Ray and Kay Eckstein Hall
1215 West Michigan Street
milwaukee, WI 53233
United States
May 12, 2026
4:00 to 5:00 p.m., lecture, immediately followed by a public reception.
Ray and Kay Eckstein Hall
Lubar Center
1215 West Michigan Street
Milwaukee, Wisconsin
Complimentary parking is available on site.
1 CLE credit
Alan Jenkins
Harvard Law School
Why Stories Matter: Narrative, Law, and Justice. Stories shape law and policy and can help realize justice. Drawing on a range of legal topics, this lecture will show how justices, advocates, and activists use framing and narrative to define whose experiences count, what history means, and which futures seem possible. Tracing opinions, briefs, oral arguments, and public campaigns, the talk will reveal how metaphor, moral framing, and competing Reconstruction narratives influence doctrine on voting rights, criminal punishment, and equality. The lecture invites lawyers, scholars, and community members to become more self-aware storytellers—able not only to critique dominant narratives, but to craft new ones that advance justice in the courts and beyond.

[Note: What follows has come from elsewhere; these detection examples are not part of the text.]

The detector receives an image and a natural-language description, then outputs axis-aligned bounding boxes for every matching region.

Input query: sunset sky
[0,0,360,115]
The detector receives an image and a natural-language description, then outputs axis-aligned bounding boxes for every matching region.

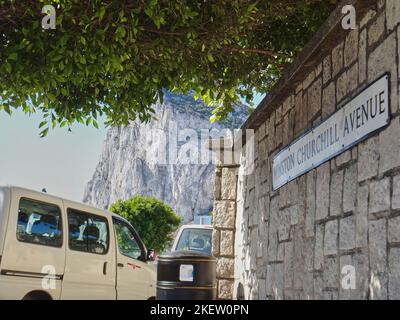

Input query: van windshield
[176,228,212,255]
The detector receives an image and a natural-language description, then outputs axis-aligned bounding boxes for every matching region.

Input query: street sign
[272,75,390,190]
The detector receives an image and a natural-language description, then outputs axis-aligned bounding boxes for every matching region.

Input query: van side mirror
[146,249,156,261]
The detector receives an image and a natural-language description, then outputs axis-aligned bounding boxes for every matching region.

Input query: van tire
[22,291,53,300]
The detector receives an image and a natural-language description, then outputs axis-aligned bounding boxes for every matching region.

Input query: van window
[17,198,62,247]
[68,209,109,254]
[176,228,212,255]
[113,219,142,260]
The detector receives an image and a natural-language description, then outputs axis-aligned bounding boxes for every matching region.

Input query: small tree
[110,195,182,252]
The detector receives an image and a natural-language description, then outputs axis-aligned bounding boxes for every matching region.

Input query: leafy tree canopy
[0,0,338,135]
[110,195,181,252]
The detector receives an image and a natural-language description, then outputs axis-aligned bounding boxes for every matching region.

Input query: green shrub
[110,195,182,252]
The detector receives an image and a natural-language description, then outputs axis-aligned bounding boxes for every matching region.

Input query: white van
[0,187,157,300]
[171,224,213,256]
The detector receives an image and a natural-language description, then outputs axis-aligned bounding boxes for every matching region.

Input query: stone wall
[211,143,238,299]
[233,0,400,299]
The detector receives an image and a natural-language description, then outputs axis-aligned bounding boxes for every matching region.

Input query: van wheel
[22,291,53,300]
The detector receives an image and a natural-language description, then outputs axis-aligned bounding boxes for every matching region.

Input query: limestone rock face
[83,93,247,222]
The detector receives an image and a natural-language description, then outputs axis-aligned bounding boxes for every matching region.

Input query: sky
[0,111,106,201]
[0,95,263,202]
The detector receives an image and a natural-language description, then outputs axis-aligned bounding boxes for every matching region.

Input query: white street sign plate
[272,75,390,190]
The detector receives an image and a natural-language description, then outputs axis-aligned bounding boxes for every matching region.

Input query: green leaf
[8,52,18,61]
[40,128,49,138]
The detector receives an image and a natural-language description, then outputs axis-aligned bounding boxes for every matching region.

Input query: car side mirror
[146,249,156,261]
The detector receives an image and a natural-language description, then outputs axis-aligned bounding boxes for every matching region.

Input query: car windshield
[176,228,212,255]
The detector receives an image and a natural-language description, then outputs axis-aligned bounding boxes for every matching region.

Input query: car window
[17,198,62,247]
[113,219,142,260]
[176,228,212,255]
[68,209,109,254]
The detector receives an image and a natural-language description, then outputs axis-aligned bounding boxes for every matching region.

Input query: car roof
[0,185,124,222]
[181,224,213,229]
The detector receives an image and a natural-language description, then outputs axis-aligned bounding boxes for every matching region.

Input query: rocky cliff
[83,93,247,222]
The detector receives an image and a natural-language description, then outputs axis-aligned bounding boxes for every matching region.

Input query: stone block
[389,248,400,300]
[386,0,400,32]
[329,170,343,216]
[388,217,400,244]
[368,178,390,213]
[332,42,344,77]
[305,170,315,237]
[214,201,236,229]
[315,162,330,220]
[212,229,220,257]
[322,82,336,119]
[218,280,234,300]
[339,216,356,250]
[379,118,400,174]
[368,33,399,113]
[344,29,358,67]
[221,168,237,200]
[217,258,235,279]
[220,230,235,256]
[324,257,339,289]
[324,220,338,255]
[358,29,367,83]
[357,137,379,182]
[322,55,332,84]
[356,185,369,248]
[392,175,400,209]
[368,219,388,300]
[308,78,322,120]
[368,14,385,46]
[314,225,324,270]
[343,165,357,213]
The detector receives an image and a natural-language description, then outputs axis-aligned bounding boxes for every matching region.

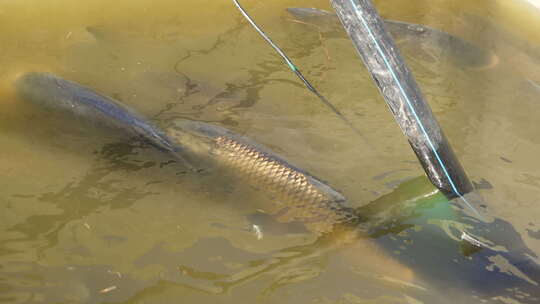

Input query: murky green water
[0,0,540,303]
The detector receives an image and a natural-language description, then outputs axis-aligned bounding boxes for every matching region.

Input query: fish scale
[212,136,356,233]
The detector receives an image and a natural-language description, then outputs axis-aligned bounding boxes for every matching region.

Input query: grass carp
[287,7,498,68]
[15,73,358,233]
[15,73,175,152]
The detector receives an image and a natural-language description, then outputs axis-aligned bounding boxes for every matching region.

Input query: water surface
[0,0,540,303]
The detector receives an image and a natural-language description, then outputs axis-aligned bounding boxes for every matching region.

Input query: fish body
[15,73,175,151]
[287,8,498,67]
[167,119,357,233]
[15,73,358,233]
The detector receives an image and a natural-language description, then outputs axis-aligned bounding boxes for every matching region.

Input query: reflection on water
[0,0,540,303]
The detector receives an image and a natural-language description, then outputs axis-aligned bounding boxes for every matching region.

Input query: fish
[287,8,498,68]
[15,72,359,234]
[166,119,360,234]
[15,72,177,152]
[526,79,540,92]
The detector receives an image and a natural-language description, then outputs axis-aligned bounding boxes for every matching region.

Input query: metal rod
[331,0,474,202]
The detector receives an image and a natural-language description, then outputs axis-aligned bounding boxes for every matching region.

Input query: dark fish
[167,119,357,233]
[15,73,175,152]
[527,79,540,92]
[287,8,498,67]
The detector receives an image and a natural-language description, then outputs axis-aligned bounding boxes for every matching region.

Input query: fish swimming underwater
[12,73,540,303]
[15,73,357,233]
[15,73,175,152]
[166,119,358,233]
[287,8,498,68]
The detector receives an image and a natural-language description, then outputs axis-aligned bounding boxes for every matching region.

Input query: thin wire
[349,0,482,218]
[233,0,361,135]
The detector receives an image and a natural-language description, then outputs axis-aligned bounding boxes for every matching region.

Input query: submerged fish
[16,73,358,233]
[167,119,358,233]
[287,8,498,67]
[15,73,175,152]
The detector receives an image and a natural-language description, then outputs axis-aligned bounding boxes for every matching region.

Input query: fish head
[166,119,227,156]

Alan Jenkins is professor of practice at Harvard Law School, where he teaches courses including Supreme Court Jurisprudence, Race and the Law, and Communication. His immediate previous position was president and cofounder of The Opportunity Agenda, a social justice communication lab. Jenkins has held positions as an attorney in the Office of the Solicitor General of the United States, as Director of Human Rights at the Ford Foundation, and as associate Counsel to the NAACP Legal Defense and Educational Fund. He is a frequent commentator in print, broadcast, and social media, and is the coauthor of 1/6: The Graphic Novel. Jenkins served as a law clerk to U.S. Supreme Court Justice Harry A. Blackmun and to U.S. District Judge Robert L. Carter. He holds a B.A. in Psychology and Social Relations from Harvard College, an M.A. in Media Studies from the New School for Public Engagement, and a J.D. from Harvard Law School.
This annual lecture remembers the late Robert F. Boden, dean of Marquette Law School from 1965 to 1984.